In the Philippines, the same pattern repeats. We call it “free healthcare,” but hospitals charge for everything from syringes to bedsheets. We call it “free education,” but public school parents still have to pay for uniforms and “voluntary contributions.”

The question then becomes: Who should be held accountable when rights are not delivered?

The answer is clear: the State and its officials. Governments are the primary duty bearers of human rights. They are legally and morally obligated to make sure every citizen can access what they are entitled to — whether it’s justice, health, education, or basic utilities.
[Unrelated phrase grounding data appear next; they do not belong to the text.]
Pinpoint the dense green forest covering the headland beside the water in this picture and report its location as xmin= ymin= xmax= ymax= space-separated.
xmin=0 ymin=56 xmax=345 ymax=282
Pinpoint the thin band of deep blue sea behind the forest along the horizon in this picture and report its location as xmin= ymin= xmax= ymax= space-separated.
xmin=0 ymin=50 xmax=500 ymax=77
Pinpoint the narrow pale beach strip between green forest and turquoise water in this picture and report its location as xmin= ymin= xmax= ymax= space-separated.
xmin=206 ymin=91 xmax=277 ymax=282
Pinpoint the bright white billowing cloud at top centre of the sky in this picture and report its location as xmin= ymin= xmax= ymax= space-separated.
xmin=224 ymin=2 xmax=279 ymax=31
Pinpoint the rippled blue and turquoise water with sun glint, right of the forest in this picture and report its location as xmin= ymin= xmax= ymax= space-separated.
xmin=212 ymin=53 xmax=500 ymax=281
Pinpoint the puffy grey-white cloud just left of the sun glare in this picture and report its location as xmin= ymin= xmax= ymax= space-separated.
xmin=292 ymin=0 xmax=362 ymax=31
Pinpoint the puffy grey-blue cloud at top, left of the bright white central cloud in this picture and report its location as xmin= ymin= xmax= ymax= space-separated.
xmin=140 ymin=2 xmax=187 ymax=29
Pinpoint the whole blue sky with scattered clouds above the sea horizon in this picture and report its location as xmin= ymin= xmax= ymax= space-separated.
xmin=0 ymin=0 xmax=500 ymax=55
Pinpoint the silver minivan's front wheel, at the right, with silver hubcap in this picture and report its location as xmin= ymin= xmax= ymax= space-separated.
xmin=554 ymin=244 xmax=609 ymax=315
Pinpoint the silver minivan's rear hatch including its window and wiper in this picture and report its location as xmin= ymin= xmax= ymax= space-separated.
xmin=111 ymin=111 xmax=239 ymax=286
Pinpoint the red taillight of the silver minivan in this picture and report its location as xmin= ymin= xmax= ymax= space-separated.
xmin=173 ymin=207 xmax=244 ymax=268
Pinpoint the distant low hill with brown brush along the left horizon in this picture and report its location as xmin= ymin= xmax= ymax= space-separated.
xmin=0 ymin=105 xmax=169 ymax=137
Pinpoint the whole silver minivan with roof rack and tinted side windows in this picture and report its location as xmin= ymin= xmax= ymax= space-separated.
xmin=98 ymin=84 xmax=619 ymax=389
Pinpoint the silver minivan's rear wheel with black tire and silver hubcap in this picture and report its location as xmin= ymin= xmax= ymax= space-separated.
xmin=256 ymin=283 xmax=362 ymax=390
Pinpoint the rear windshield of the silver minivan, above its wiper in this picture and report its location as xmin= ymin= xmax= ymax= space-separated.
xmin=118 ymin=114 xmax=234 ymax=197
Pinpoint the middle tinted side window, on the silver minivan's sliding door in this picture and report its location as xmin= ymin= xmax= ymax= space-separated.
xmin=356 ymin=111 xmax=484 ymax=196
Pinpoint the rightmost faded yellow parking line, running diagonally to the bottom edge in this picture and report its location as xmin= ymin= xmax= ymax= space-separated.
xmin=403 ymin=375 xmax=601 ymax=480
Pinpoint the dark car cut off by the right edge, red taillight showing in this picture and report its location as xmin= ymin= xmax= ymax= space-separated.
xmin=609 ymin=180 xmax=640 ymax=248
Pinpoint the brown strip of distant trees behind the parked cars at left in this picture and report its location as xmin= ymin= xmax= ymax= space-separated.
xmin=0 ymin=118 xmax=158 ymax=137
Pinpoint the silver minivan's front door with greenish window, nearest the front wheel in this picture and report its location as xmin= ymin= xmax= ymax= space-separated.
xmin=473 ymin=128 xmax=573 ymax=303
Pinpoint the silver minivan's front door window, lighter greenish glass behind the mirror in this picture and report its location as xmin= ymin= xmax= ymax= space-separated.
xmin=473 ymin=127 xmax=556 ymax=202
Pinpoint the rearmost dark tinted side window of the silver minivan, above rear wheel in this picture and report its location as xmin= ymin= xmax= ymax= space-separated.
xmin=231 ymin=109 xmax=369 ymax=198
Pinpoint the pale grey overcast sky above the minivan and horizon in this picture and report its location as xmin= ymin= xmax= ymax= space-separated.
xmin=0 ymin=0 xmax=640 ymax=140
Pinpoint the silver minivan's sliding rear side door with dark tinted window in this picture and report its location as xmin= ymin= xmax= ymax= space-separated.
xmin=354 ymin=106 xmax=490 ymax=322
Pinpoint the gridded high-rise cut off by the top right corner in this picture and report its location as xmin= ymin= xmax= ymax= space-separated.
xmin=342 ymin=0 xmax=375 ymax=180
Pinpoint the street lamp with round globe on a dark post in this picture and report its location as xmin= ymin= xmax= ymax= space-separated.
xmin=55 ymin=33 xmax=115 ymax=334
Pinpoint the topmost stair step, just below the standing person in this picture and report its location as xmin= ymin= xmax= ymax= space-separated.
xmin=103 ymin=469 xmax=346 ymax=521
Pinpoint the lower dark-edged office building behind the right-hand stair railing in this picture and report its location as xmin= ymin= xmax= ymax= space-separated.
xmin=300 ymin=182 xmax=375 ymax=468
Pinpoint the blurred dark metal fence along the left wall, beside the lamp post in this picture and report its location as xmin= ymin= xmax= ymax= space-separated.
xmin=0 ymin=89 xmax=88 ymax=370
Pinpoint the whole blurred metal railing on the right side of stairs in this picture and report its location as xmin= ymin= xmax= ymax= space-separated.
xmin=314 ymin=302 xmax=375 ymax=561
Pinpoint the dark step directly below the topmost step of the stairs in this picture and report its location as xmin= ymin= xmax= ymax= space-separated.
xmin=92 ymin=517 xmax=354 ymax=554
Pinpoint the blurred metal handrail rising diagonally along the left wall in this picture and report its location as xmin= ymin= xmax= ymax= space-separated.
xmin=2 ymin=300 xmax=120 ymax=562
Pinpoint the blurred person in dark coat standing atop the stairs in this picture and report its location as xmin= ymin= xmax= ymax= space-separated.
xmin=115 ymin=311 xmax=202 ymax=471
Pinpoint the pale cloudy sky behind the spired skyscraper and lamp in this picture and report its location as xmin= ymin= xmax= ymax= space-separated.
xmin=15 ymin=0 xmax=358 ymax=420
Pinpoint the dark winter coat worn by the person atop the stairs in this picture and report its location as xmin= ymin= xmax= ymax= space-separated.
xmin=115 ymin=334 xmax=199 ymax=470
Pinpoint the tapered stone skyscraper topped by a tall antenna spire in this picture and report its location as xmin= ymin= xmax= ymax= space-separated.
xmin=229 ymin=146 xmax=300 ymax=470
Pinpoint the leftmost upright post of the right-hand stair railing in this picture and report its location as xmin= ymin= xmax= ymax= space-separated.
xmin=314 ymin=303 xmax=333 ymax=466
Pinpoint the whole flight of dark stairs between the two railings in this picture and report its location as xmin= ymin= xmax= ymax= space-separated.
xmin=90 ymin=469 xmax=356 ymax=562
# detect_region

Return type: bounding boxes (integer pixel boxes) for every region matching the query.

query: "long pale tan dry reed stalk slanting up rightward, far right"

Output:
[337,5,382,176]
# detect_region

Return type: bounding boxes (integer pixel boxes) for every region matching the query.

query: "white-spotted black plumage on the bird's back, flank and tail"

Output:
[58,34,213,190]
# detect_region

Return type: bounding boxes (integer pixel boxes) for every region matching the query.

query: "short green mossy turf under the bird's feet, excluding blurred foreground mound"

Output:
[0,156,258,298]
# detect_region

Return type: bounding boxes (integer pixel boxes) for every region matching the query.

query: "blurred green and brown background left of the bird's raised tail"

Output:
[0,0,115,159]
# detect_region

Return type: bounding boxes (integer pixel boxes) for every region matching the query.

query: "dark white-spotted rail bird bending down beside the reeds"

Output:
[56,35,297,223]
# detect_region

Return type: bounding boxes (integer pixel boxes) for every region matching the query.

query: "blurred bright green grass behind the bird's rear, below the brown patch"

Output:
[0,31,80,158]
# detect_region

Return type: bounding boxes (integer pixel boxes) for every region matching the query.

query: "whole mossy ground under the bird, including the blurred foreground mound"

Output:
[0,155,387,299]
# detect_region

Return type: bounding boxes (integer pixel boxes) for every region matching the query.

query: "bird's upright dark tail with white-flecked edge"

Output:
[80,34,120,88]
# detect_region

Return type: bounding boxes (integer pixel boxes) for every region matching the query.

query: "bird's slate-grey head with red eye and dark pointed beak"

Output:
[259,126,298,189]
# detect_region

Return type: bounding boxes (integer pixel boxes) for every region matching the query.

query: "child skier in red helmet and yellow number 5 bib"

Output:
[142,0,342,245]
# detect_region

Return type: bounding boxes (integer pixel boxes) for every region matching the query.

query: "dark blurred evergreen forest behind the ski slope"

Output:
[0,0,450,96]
If a local government denies you access to a service guaranteed by law — say, a burial site for your family — the responsible officials should be held liable. You can file a complaint with the Commission on Human Rights (CHR), or even take it to the Office of the Ombudsman. That is how democracy is supposed to work.

But there’s also a deeper layer of accountability — one that involves all of us. Civil society, the media, and ordinary citizens must insist that rights be protected and privileges be fairly distributed. If we stay silent when public services are hoarded by the powerful, we become complicit in the injustice.

We can’t keep saying “Wala kasing pondo” (“There’s no budget”) as an excuse for inequality. The real question is: Why don’t we have enough funds? The answer lies in economic growth, fiscal discipline, and corruption control.

If we grow the economy efficiently and manage public funds honestly, the government will have more resources to turn privileges into rights — to make free education truly free, universal healthcare truly universal, and social justice truly just.

In the end, the difference between a right and a privilege is not just legal — it’s moral and economic. Rights are what we owe to every human being; privileges are what we grant to a select few. The task of a responsible government is to close that gap, so that no Filipino’s dignity depends on his wallet.

Perhaps one day, we will no longer have to debate where the line between rights and privileges lies — because every Filipino, regardless of wealth or status, will finally stand on the side of rights.